Sunday, February 12, 2012

Night Meetings, Night Meetings (We Know How to Do It). Apologies to the Brothers Gibb, but the phrasing just worked to well to let pass. I neglected to post after last Thursday's House Education Policy Committee meeting, but I had to mark the first (of not too many I hope) education-related night meetings. The meeting was dedicated to finishing the committee's proceedings on HF 1870, Representative Branden Petersen's (R-Andover) bill on removing seniority as the primary determinant of how teachers are put on unrequested leave of absence (or, in common parlance, laid off). This particular hearing on the bill began during its regularly-appointed morning time slot (testimony on the bill had been taken the previous week prior to the legislative recess for precinct caucuses) and the debate became, in polite terms, a bit heated. A number of amendments were discussed and several were placed on the bill prior to the committee recessing until 6 PM.

The night portion of the hearing was more subdued and frayed nerves were soothed. Clearly, there are two different schools for thought at work here and opponents of the bill do have a point in that seniority is not always the sole, or even primary, determinant in how layoff decisions are made. Further, one can't help but wonder how many "bad" teachers are actually out there and whether or not a true crisis exists in this area. Another problem is that under HF 1870, layoffs would be based on teacher performance as measured by district teacher evaluation plans that would be implemented in the wake of last session's teacher evaluation law. Opponents made the point that school districts have yet to implement their teacher evaluation plans, making it difficult to measure the effect on layoff decisions. In other words, there is mistrust on the part of teachers that hiring hi-jinks will ensure if this bill were to come into law without first having an idea of what the teacher evaluation framework will look like, both statewide and in individual districts.

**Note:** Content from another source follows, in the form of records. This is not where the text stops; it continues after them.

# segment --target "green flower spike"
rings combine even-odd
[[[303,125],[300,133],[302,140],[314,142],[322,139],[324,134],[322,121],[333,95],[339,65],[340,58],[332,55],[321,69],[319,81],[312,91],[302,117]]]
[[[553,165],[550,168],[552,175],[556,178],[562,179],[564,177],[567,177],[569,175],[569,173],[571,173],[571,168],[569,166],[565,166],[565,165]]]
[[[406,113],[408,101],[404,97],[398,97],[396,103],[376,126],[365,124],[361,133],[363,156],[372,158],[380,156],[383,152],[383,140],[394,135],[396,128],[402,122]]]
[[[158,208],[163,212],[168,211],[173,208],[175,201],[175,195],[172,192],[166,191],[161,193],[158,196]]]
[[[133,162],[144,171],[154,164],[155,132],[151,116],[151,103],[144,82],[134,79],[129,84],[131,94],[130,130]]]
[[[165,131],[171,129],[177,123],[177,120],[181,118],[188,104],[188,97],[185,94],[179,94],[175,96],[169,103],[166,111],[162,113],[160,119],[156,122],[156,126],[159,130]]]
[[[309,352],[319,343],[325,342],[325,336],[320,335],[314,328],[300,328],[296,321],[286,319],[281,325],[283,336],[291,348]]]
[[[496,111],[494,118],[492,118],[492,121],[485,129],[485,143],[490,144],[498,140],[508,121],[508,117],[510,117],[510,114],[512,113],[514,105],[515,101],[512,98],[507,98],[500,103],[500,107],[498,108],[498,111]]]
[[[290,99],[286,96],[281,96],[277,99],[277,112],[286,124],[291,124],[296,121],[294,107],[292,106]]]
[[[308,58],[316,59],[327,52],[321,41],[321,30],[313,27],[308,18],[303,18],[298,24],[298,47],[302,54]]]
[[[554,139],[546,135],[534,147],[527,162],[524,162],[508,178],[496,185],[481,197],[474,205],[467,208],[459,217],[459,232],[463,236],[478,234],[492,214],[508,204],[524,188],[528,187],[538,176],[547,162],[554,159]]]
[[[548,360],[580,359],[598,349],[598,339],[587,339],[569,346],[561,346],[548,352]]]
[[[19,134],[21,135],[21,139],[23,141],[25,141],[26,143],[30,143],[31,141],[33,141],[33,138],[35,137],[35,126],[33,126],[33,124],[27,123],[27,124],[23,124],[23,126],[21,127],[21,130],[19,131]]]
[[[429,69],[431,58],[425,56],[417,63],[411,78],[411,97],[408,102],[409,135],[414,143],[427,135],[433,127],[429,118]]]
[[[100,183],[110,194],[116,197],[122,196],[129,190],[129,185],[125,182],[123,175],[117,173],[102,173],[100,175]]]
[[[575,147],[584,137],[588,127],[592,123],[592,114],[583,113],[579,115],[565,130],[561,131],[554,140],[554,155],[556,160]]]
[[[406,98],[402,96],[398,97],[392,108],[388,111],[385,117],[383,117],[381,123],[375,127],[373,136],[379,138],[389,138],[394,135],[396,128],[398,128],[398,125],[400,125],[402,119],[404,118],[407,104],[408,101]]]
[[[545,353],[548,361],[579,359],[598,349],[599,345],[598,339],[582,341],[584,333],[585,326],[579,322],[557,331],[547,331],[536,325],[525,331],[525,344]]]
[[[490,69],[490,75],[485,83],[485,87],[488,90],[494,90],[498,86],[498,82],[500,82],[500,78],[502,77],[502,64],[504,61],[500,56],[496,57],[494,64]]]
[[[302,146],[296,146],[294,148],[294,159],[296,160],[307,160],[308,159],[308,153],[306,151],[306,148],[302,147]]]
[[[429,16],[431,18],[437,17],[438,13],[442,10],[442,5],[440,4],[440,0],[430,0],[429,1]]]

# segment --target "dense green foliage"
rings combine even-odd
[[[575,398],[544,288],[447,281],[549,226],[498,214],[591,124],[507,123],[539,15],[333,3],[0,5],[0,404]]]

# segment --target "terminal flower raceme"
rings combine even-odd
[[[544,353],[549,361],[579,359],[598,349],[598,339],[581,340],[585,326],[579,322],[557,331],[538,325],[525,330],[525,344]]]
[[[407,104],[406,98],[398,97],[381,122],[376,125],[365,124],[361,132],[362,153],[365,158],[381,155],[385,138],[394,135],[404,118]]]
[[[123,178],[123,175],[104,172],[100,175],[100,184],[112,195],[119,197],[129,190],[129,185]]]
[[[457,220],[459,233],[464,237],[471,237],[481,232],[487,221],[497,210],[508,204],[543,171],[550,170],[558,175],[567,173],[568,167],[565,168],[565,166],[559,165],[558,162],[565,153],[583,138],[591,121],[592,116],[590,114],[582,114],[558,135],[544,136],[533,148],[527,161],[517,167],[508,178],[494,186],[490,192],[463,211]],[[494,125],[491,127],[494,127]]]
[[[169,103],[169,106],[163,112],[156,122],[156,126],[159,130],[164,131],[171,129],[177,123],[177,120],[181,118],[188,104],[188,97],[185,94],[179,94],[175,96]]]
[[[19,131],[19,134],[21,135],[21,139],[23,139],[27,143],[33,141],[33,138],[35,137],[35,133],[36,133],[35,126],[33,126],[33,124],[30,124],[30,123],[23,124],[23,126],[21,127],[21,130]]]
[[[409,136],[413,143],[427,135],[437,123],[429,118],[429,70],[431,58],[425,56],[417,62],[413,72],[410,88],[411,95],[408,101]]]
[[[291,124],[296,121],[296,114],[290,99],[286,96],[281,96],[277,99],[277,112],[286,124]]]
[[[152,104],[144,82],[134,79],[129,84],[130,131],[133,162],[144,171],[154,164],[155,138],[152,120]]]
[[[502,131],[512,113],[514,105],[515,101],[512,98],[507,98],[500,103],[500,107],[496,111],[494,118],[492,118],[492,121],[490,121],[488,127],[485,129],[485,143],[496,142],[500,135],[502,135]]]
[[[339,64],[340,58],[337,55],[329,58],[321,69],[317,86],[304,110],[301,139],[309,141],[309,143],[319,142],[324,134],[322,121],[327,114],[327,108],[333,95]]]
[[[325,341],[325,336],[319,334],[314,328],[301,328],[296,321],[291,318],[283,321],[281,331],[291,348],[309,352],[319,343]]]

At the same time, there is ample frustration on the part of school districts throughout the state that it is simply too difficult to transition teachers who are falling short in the classroom out of the profession and that a more data-driven approach to assessing teachers and allowing districts more flexibility in assembling its teaching force on a year-to-year basis without the hobbles of strict seniority needs to be in place. Whether or not that process is contained in HF 1870 remains to be seen.

In a related note, the primary editorial in the Sunday Minneapolis StarTribune trumpeted support for HF 1870. Link:

Speaking of Editorials. Sunday's StarTribune also featured dueling editorials (not to be confused with dueling banjos) on the legislatively-mandated report on integration revenue that was ordered as part of last year's omnibus education funding bill. The editorial page editor praised the report while Katherine Kersten, who served on the 12-member commission that took testimony on the subject, wrote an editorial that questioned the whole notion of a revenue stream aimed at the "physical" desegregation of students.

It's hard to say what will happen on this issue. There is no need for action to be taken this year, although the possibility exists that the Legislature may pass a "message" bill that the Governor would likely veto. I'll have a blurb below regarding the Governor's veto of four bills passed by the Legislature earlier this session relating to lawsuit reform that may be an indication that the Governor could have a pretty good case of writer's cramp from composing veto messages this session.

Anyhow, here are the editorials on integration revenue.

About Those Vetoes. As I mentioned above, the Governor vetoed four bills relating to tort reform as soon as they hit his desk last week. Labeling the bills as a "sop" for the insurance industry, the Governor took little time to establish his position on what he views to be "message bills" the Legislature may pass. If this is any indication, there will be a lot of "dead bills walking" as the Legislature may pass much of its platform across-the-board without seeking gubernatorial input. On the bright side, it will save a lot of time in the composition of legislative campaign literature as one side can cut-and-paste sections of vetoed bills into its pieces, while the other can simply do the same with gubernatorial veto messages.